Berlusconi presented himself as a statesman when he launched his political career back in 1994, saying he was motivated by the desire to defend Italy from the “Communist danger”, but ultimately he turned out to be someone “who cares exclusively about himself”, said NZZ.

He took on the role of “a new leader in a postmodern guise, sure of everything and empowered to do anything”, said NZZ. “As leader and marauding horseman, he rallied his followers behind him, who hoped to gain advantage from this man. He polarised the country: right against left. With this method and thanks to his media power, he dominated the political scene, both in government and in the opposition.”

‘A masseur of the masses’

Berlusconi’s party was eclipsed as the dominant force on Italy’s political right: first by the League, led by anti-migrant populist Matteo Salvini, then by Meloni’s Brothers of Italy party, with its roots in neo-fascism. Following elections in 2022, Meloni formed a governing coalition with their help.

The Berlusconi era “completely overturned the country’s political culture with new talk shows, and the total personification of politics”, Tages-Anzeiger wrote.

Oliver Meiler described him as a “masseur of the masses”.

But after years in power “there is no major reform that Italian men and women remember, not even a building that can be a symbol of his reign”, says Meiler. “It is said that he reacted well after the earthquake in L’Aquila of 2009 and quickly set up temporary homes for the homeless. Is that his entire legacy? What else? The public debt grew rapidly even under his seemingly liberal regime. The bureaucracy, however, remained the same, the country has not become more modern under CEO Berlusconi.”

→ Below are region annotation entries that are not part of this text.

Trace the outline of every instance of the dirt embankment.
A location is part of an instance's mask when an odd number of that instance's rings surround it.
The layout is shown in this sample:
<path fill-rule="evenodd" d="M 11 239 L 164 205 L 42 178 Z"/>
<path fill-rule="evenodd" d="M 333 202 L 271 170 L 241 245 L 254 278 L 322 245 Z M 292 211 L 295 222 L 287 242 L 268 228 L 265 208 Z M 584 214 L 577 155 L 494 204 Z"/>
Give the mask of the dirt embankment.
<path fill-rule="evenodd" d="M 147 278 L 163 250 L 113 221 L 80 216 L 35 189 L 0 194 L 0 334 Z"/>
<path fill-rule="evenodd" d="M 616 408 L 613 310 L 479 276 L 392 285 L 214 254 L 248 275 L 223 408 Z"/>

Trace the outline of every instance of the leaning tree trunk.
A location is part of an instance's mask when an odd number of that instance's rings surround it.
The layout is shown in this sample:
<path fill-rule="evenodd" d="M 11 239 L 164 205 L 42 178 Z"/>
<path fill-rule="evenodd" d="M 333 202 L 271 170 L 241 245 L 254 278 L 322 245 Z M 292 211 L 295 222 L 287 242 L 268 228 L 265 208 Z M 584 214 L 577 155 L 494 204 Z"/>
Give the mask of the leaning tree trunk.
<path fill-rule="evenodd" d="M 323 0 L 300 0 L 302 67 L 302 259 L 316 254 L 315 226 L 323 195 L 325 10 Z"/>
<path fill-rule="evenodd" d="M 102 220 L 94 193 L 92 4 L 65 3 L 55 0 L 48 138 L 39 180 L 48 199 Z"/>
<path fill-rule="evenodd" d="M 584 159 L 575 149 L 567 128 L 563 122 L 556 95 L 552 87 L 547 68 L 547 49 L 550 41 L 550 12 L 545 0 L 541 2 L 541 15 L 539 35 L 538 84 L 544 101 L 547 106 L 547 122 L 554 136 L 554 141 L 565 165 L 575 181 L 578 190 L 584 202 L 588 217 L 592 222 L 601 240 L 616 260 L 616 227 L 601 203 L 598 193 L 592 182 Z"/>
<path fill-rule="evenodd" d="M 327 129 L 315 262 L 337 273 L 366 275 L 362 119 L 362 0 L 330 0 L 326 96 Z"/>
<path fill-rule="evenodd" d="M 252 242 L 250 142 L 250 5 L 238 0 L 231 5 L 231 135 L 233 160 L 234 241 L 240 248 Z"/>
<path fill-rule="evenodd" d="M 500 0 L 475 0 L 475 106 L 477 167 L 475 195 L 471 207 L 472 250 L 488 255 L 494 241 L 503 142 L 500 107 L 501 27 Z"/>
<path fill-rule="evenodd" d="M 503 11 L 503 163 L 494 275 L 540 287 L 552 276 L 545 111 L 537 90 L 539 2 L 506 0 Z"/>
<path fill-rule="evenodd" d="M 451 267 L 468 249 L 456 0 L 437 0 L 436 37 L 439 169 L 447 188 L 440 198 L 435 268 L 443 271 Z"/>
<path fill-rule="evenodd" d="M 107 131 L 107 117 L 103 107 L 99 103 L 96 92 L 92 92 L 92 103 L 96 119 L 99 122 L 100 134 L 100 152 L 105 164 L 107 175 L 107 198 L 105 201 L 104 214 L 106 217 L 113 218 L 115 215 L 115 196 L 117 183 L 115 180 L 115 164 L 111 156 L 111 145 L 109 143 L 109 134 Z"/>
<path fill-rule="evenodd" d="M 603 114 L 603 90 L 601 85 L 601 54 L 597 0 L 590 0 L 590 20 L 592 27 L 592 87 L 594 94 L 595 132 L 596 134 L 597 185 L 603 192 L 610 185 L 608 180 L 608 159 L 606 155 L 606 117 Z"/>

Despite the criticism, the Corriere del Ticino newspaper said Berlusconi had an ability to seduce Italians from all sides. He was able to “embody all Italian contradictions, like himself, channelling them towards an optimism that attracted even those who were rationally against him,” it noted.

“He incited fraud, contempt for laws and rules, and the cunning of the populace, while laughing in front of the cameras,” said Tages-Anzeiger. “It is this laughter that will remain as his image. And Italians will continue to wonder whether it was a complicit laugh or if in the end he was not just laughing at them.”

Silvio Berlusconi was well acquainted with the Swiss justice system during his lifetime. In 2005, the Office of the Attorney General of Switzerland blocked CHF140 million relating to slush funds belonging to his Mediaset audiovisual empire.

The Italian media tycoon was accused of artificially inflating the price of film rights, purchased via shell companies owned by him, at the time of their resale to his group. The group was alleged to have built up slush funds abroad and reduced its profits in Italy in order to pay less tax. The loss of revenue to the Italian tax authorities was estimated at €7 million.

According to the prosecution, nearly $170 million was placed in the slush funds. Of this, around CHF140 million were blocked in Switzerland. In 2013, the case led to the first definitive sentence for the businessman: four years in prison, three of which were cancelled by an amnesty. Berlusconi served the sentence in the form of community service in a home for the elderly.

The money was finally released in 2016, following the acquittal by the Court of Cassation of Fedele Confalonieri and Piersilvio Berlusconi, respectively chairman and vice-chairman of Mediaset.

Swiss prosecutors also opened a money laundering probe against Berlusconi in 2005, also at Milan’s request. However, proceedings were dropped in September 2011.